ET Bureau Jul 31, 2014, 

NEW DELHI: The Narendra Modi government's vision for labour reforms in the country moved a step forward on Wednesday with the Union Cabinet approving amendments proposed to three key archaic labour laws of the country that will ensure that both employers and employees get a good deal. 

These amendments are continuation of a series of measures taken by the government to improve ease of doing business, a matrix on which India scores very poorly. "The Cabinet has cleared all the three amendments proposed by the labour ministry. These will now be tabled in the current session Parliament," a senior government official told ET. 

The Narendra Singh Tomar-led ministry of labour and employment had proposed amendments to the Apprenticeship Act of 1961, the Factories Act of 1948 and the Labour Laws (Exemption from furnishing returns and maintaining registers by certain establishments) Act, 1988 in the first series of long-overdue labour reforms in India, within two months of the new government taking office.

While the BJP-led NDA government enjoys majority in the Parliament, the amendments proposed to the above laws may not see any objection from Congress or its allies as well since most of these amendments were taken up by the previous UPA government though none of these could be concluded. 

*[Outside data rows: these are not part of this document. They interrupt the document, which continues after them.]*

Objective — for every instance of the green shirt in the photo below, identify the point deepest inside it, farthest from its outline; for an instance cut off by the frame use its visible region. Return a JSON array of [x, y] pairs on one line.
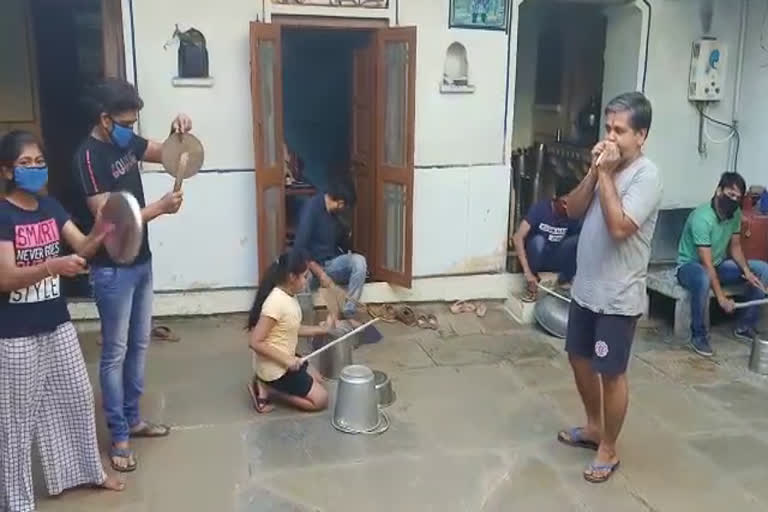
[[705, 229]]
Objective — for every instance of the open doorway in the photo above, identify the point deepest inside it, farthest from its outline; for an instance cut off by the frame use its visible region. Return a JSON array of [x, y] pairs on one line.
[[54, 50], [331, 101], [317, 115]]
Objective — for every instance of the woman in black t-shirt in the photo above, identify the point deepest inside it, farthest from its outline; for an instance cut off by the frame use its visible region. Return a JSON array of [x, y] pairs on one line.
[[45, 393]]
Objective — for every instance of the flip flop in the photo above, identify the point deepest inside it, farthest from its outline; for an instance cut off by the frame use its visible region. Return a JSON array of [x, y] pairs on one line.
[[406, 315], [575, 438], [150, 429], [462, 306], [163, 333], [124, 453], [384, 312], [261, 405], [433, 323], [607, 469]]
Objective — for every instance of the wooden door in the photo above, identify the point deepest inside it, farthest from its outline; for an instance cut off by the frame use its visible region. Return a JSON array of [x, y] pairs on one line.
[[267, 104], [19, 99], [394, 136], [362, 151], [112, 39]]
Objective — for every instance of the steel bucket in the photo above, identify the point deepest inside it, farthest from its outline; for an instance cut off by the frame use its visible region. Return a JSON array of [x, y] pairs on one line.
[[758, 359], [551, 313], [357, 403]]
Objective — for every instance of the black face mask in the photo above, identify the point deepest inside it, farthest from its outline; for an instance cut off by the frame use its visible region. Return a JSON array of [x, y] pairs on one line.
[[727, 206]]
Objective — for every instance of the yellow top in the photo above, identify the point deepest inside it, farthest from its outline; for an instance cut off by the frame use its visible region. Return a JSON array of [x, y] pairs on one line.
[[284, 336]]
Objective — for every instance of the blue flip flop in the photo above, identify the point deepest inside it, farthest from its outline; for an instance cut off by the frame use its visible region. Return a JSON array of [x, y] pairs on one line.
[[608, 469], [575, 438]]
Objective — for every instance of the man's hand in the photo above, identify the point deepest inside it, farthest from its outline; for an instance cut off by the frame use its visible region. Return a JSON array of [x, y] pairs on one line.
[[181, 124], [533, 281], [171, 202], [754, 281], [68, 266], [609, 158], [727, 304]]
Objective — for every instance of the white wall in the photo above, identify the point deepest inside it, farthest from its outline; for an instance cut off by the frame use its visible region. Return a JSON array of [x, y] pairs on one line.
[[527, 24], [460, 212], [688, 178], [457, 129], [754, 100]]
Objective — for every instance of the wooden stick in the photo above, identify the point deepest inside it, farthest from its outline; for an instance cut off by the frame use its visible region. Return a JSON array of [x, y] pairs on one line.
[[181, 172], [741, 305], [553, 292], [339, 340]]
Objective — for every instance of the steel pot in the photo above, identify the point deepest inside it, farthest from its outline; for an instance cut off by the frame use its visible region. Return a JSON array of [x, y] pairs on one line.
[[357, 404], [551, 314]]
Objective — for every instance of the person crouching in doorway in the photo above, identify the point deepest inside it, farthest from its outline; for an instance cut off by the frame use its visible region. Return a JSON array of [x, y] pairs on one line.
[[546, 240], [274, 324]]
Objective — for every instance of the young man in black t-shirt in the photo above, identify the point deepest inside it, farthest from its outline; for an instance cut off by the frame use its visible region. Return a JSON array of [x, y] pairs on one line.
[[108, 161]]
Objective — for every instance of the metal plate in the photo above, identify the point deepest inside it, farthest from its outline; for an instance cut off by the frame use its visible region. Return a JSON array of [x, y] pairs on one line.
[[124, 241], [175, 146]]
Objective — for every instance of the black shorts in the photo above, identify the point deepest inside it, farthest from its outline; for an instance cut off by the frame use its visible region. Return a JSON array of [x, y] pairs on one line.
[[604, 339], [296, 383]]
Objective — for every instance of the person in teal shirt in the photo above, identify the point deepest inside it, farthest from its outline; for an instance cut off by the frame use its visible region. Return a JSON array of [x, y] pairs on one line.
[[710, 256]]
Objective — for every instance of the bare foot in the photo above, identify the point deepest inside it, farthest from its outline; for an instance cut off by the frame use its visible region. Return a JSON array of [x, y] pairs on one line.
[[112, 483]]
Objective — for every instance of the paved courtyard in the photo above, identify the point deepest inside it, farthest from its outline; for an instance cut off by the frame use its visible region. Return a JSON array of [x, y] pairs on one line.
[[473, 429]]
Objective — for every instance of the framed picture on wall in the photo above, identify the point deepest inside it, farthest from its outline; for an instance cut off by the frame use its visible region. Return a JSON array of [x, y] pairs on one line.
[[479, 14]]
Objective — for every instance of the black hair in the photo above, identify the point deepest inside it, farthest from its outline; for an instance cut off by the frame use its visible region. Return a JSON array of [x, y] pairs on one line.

Finance minister Arun Jaitley had in his budget speech hinted towards an amendment of at least the Apprenticeship Act, which was in sync with the vision of Prime Minister Narendra Modi for skilling India. 

The key changes proposed in the Apprenticeship Act include dropping the clause that mandates imprisonment of company directors that fail to implement the Apprenticeship Act of 1961 and doing away with an amendment proposed by the UPA mandating employers to absorb at least half of its apprentices in regular jobs besides adding 500 new trades and vocations under the scheme, including skills for services sectors like IT-enabled services. 

Proposed changes under the amendment to the Factories Act include improved safety of workers; doubling the provision of overtime from 50 hours a quarter to 100 hours in some cases and from 75 hours to 125 hours in others involving work of public interest; increasing the penalty for violation of the Act; relaxing the norms of female participation in certain industry segments; and reducing to 90 from 240 the number of days that an employee needs to work before becoming eligible for benefits like leave with pay. 

The amendments to Labour Laws Act, 1988 will allow companies to hire more employees without having to comply with cumbersome labour law requirements as the ministry has proposed that companies with 10-40 employees will now be exempt from provisions under labour laws that mandate them to furnish and file returns on various aspects. 

The current threshold is up to 19 employees.